— Donato, tu mens sans le savoir. L’âme passionnée ressemble à une harpe qui n’est point avare de ses harmonies et dont tout doigt musicien peut émouvoir les cordes. Aime, et un enfant, une femme, un dieu feront aussi bien vibrer ton âme. Et puisque tu n’appelles pas l’Amour de ton nom, tu peux l’appeler de tous les autres. Sans que tu t’en doutes, ou plutôt sans que tu veuilles le reconnaître, j’ai été ta Cattina ; la petite marquise Paola pourra bien l’être à son tour un moment. D’ailleurs, en cette circonstance, il ne s’agit pas d’aimer, mais d’être un mâle ; et, si je me rappelle tes caresses, si seulement je te regarde, Donato, si je considère ta barbe noire et tes yeux de feu, il me semble que ce rôle te convient davantage que celui d’amoureux transi. Et puis ne dois-tu pas songer à la fortune de ta fiancée ?
— Et si l’on m’arrête ?
— Tâche de ne l’être qu’à la fin de la comédie : tu n’auras rien à craindre.
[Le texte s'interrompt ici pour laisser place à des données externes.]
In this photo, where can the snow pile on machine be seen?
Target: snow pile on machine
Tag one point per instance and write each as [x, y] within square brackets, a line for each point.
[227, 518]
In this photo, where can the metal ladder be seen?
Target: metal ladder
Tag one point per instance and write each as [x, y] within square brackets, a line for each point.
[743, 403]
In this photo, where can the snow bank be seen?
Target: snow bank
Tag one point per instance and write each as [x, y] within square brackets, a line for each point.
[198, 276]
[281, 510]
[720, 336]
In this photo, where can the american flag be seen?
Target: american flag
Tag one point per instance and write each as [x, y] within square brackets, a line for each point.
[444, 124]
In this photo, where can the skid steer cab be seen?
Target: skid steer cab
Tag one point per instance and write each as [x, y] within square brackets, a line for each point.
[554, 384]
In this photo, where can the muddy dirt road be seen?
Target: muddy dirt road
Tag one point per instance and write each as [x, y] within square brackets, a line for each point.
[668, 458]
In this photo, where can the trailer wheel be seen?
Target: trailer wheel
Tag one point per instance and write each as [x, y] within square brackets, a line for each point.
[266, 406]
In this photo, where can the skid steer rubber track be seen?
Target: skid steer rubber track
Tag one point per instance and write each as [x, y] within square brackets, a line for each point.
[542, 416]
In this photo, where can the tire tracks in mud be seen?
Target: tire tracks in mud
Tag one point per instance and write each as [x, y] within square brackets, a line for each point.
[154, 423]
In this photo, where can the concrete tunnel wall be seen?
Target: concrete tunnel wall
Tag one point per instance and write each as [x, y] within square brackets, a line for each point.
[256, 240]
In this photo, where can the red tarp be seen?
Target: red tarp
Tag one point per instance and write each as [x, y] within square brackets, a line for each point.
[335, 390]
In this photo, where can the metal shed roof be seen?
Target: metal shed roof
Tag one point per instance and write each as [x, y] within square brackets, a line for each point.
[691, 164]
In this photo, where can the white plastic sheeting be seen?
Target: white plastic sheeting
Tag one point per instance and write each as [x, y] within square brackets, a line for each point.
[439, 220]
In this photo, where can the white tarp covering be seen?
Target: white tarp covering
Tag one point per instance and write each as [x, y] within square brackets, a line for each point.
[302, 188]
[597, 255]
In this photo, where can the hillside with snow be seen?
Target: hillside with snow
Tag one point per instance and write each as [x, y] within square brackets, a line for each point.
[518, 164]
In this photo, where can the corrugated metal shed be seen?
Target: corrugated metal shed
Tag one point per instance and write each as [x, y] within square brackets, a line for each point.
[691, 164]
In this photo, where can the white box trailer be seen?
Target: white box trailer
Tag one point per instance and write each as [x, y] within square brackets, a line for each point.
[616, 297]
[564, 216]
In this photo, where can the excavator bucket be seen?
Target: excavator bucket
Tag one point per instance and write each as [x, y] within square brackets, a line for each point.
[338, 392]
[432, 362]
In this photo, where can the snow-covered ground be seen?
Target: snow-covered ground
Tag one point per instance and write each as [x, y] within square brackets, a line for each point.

Car je serai ton geôlier et tu t’évaderas de prison les poches pleines d’or… Allons, tu pars ce soir, n’est-ce pas ?
— Je suis décidé. Je pars. Mais comment sortirai-je du couvent ?
— Tu vas aller te cacher dans ma chambre. Quand la nuit sera complètement venue, tu descendras par la fenêtre qui donne sur la campagne.
— C’est entendu. Seulement, j’aimerais, pour me donner du cœur, à recevoir dès ce soir un encouragement.
J’entendis un tintement d’or ; un pas s’éloigna dans le couloir, puis, à demi-voix, le cardinal s’entretint avec un homme à la parole lente et grave.
— Vous le suivrez partout, dit-il, et s’il n’exécute pas mes ordres, vous savez ce que vous aurez à faire.